Crows

Black birds sleek as polished metal, black as crude oil are dominating the cityscape.

Perhaps you have missed the murder, at least two hundred strong, flying overhead. Perhaps, you have missed the pairs and triplets sitting on wires, pecking up lawns, perched on the edges of building ledges. Perhaps, you have not heard the incessant cawing. Perhaps, you have forgotten to look up from reflectors and screens and bright lights burning from the inside of your palm.

In the morning fog, the bay and sky merge into one. A white wall off on my right behind a screen of autumn organge and the burning red of a slow, cold death. Along the edge of a curving road, grey human eyes meet black crow. Metal beasts pass us, unaware of each of us. We catch one another for a brief second before the fog swallows us whole.

I nod and smile and hope the crow recalls, in the next winter, my bike, my purple hat, my quiet “ohaiyo”. I know those black eyes have the capacity to remember faces, voices, significant moments. I hope that — in the fog and bundled up cold of the quietly coming dark — I am one of them.

You are welcome to this city. Take and tear and tease apart whatever you please.

It’s coming

Bleached white sky and mist that blinds the eyes hangs like lace across the sky. Droplets frozen cling to rooftop edges and the tips of my metal deer. Every moment outside smells, now, like the heart of winter. Something, underneath all of this, is stirring. But it will be half a cycle before we even see it again.

The cuts don’t stop on tree branches where leaves turn gold, orange, amber, and flame. The flamboyance of their growing lack of life. Blood stoppers up inside everything, choked out from ice cold extremities, pooling instead in the core of the belly, where the warmth is.

Just today, I stopped speaking, mid-sentence. Just stared across the room and wondered if the broken, lost, misplaced things of summer would ever come back together. The season changed and the sun hides, while moving physically closer. Nothing to mourn but the mourning over things no-one ever owned.

Every turn of phrase, every ritual, every scrap of some distance spirituality, some flicker of some flame burning on a candle lit with some dark-shedding intent in mind stirs me. The sensation is like a limb, an entire body, life waking where it had been seized.

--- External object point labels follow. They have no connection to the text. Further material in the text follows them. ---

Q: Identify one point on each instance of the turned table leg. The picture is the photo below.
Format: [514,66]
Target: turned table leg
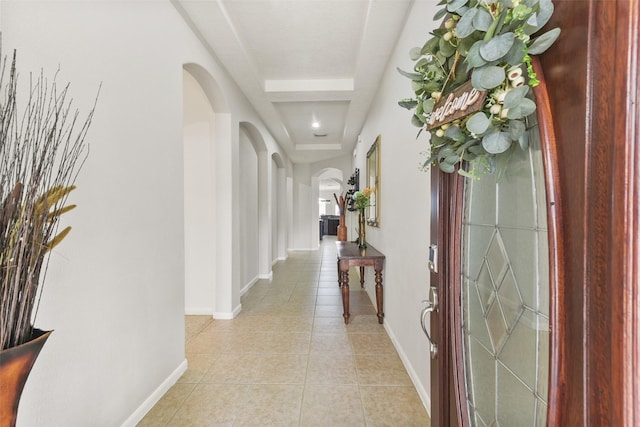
[344,286]
[379,295]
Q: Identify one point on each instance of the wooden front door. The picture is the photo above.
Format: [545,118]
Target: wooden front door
[589,124]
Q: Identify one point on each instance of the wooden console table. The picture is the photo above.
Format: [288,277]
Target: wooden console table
[349,255]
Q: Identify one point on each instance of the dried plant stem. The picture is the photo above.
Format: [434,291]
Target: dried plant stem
[41,154]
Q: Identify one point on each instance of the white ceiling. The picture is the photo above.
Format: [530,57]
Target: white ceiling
[300,61]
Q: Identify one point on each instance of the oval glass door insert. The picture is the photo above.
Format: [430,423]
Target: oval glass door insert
[505,293]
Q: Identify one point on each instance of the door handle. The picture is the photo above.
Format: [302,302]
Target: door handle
[431,306]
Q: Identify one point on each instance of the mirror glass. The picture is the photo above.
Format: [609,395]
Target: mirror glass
[373,182]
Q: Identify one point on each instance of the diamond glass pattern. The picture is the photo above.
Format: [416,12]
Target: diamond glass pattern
[506,297]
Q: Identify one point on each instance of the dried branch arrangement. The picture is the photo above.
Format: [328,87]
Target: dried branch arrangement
[41,153]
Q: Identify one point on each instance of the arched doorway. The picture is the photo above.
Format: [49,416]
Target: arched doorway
[205,127]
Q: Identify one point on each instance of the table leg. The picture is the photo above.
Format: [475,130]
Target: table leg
[379,295]
[344,286]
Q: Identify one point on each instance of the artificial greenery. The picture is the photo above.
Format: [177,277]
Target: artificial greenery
[491,43]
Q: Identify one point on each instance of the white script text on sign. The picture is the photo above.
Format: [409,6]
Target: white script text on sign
[461,102]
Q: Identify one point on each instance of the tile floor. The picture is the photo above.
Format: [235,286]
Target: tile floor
[289,360]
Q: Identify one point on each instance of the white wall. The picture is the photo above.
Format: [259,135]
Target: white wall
[115,291]
[248,211]
[199,198]
[404,204]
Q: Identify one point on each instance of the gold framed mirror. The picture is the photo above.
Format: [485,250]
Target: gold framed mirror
[373,181]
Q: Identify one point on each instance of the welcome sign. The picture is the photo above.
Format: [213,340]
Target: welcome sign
[461,102]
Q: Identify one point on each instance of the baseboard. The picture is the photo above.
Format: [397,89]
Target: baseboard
[225,315]
[198,311]
[425,396]
[248,286]
[150,401]
[266,276]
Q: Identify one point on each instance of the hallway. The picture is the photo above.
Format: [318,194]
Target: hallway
[289,360]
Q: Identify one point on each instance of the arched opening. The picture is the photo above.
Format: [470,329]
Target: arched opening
[205,127]
[279,209]
[329,186]
[255,206]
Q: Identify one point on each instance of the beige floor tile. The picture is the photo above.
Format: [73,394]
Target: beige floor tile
[334,405]
[382,369]
[371,343]
[270,405]
[198,365]
[292,323]
[234,368]
[282,369]
[367,324]
[167,406]
[393,406]
[210,404]
[330,343]
[288,359]
[329,325]
[330,300]
[329,368]
[194,324]
[329,311]
[334,290]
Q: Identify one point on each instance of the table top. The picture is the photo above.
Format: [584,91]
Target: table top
[350,250]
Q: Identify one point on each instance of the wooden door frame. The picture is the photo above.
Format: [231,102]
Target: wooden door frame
[593,194]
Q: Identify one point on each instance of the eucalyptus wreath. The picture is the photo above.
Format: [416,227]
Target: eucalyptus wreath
[490,41]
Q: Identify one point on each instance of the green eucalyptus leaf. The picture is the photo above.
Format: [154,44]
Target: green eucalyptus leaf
[412,76]
[415,53]
[446,167]
[523,109]
[445,152]
[409,104]
[474,60]
[430,47]
[496,142]
[478,123]
[523,141]
[516,53]
[464,45]
[446,48]
[462,76]
[454,133]
[497,47]
[544,13]
[417,121]
[465,26]
[428,105]
[440,14]
[478,150]
[422,63]
[515,96]
[531,25]
[487,77]
[432,86]
[542,43]
[441,31]
[516,129]
[441,58]
[482,20]
[454,5]
[452,160]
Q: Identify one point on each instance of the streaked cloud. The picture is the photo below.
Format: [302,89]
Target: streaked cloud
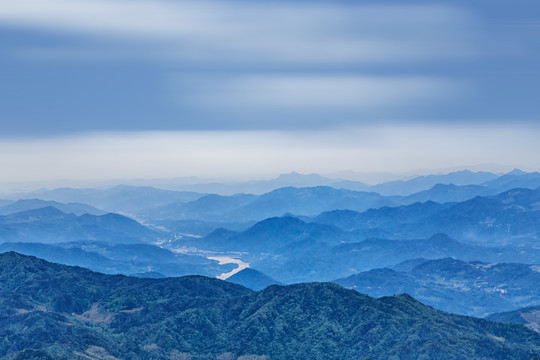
[237,31]
[241,154]
[315,91]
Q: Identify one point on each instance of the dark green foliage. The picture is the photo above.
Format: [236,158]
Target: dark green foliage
[252,279]
[72,313]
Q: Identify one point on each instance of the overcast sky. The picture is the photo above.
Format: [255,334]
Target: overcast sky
[98,89]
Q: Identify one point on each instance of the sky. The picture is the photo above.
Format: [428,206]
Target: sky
[117,89]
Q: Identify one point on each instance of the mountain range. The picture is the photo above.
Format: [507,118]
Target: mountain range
[50,225]
[51,311]
[471,288]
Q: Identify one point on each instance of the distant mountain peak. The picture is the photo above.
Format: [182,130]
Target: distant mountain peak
[516,172]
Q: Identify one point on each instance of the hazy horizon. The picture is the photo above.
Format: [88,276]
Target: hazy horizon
[101,90]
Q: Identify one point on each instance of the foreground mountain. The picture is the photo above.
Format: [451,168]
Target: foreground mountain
[470,288]
[529,316]
[51,311]
[252,279]
[50,225]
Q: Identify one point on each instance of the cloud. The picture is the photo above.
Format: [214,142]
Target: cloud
[263,32]
[242,154]
[315,92]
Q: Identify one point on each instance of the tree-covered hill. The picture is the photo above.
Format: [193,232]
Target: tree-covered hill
[51,311]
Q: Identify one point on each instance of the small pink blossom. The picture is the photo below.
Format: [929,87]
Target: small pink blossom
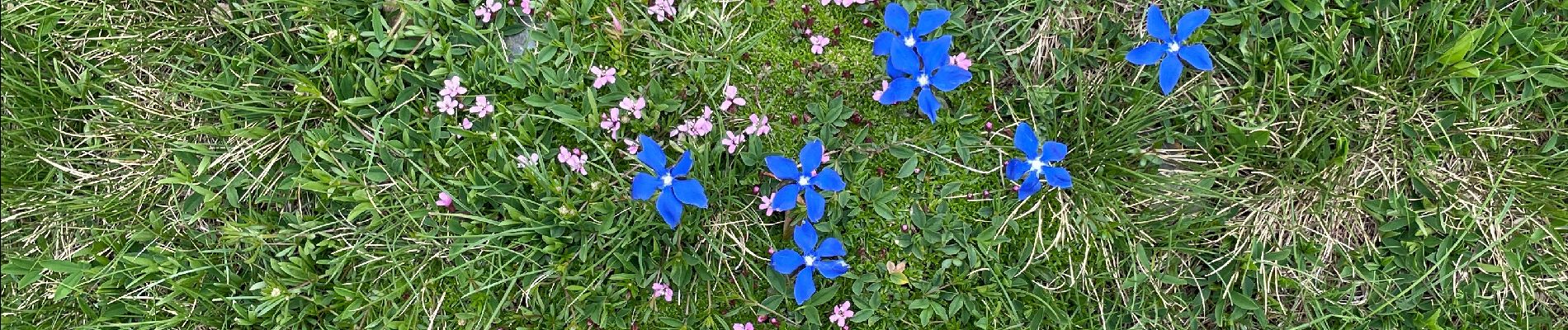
[602,75]
[759,125]
[634,105]
[961,59]
[817,43]
[527,160]
[731,139]
[662,10]
[482,106]
[877,94]
[664,290]
[733,97]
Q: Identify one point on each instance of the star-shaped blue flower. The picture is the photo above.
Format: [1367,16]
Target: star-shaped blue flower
[803,179]
[1165,47]
[825,258]
[899,30]
[673,182]
[1037,163]
[921,71]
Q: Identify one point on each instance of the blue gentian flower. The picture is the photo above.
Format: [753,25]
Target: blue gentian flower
[1165,47]
[899,31]
[825,258]
[673,182]
[803,179]
[1038,162]
[923,69]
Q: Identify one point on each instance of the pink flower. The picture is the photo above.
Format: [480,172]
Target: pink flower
[664,290]
[877,94]
[611,120]
[602,75]
[527,160]
[662,10]
[482,106]
[817,43]
[767,205]
[759,125]
[447,105]
[444,199]
[731,139]
[634,105]
[841,314]
[961,59]
[454,87]
[731,97]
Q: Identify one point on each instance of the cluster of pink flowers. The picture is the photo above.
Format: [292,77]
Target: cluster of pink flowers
[527,160]
[612,120]
[573,158]
[961,61]
[817,41]
[602,75]
[844,2]
[662,10]
[660,290]
[841,314]
[698,125]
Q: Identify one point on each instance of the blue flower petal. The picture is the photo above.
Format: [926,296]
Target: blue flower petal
[900,90]
[1031,185]
[885,43]
[806,238]
[930,21]
[690,193]
[1189,22]
[784,199]
[803,285]
[1015,169]
[928,104]
[1158,27]
[811,157]
[1146,54]
[782,167]
[933,54]
[895,17]
[833,268]
[830,248]
[1170,73]
[905,59]
[684,166]
[951,77]
[1026,141]
[815,205]
[651,155]
[1059,177]
[786,262]
[1054,152]
[643,186]
[827,179]
[670,209]
[1197,55]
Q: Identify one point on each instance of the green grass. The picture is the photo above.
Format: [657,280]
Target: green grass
[272,165]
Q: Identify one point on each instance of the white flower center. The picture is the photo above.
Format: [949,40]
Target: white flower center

I, by the approaching winter, feel seized.
So, to stand it, we stand outside and breathe out slow so smoke and inner warmth mix and mingle together. There’s no way anyone can tell, from here, which is which. We ar both warm and cold. We are both alive and dead. We are phsycial and ghost.

In another seventeen days, we both welcome and ward off the yokai, the teasing spirits of the dark and the night and the long dying season without much light. Find some green to keep your hope and drag it to your center. Light a candle or burn a bonfire, and hope you know what you are getting into.

We are on the edge, the verge, the brink of the dark.
I, burning up and frozen down, am ready.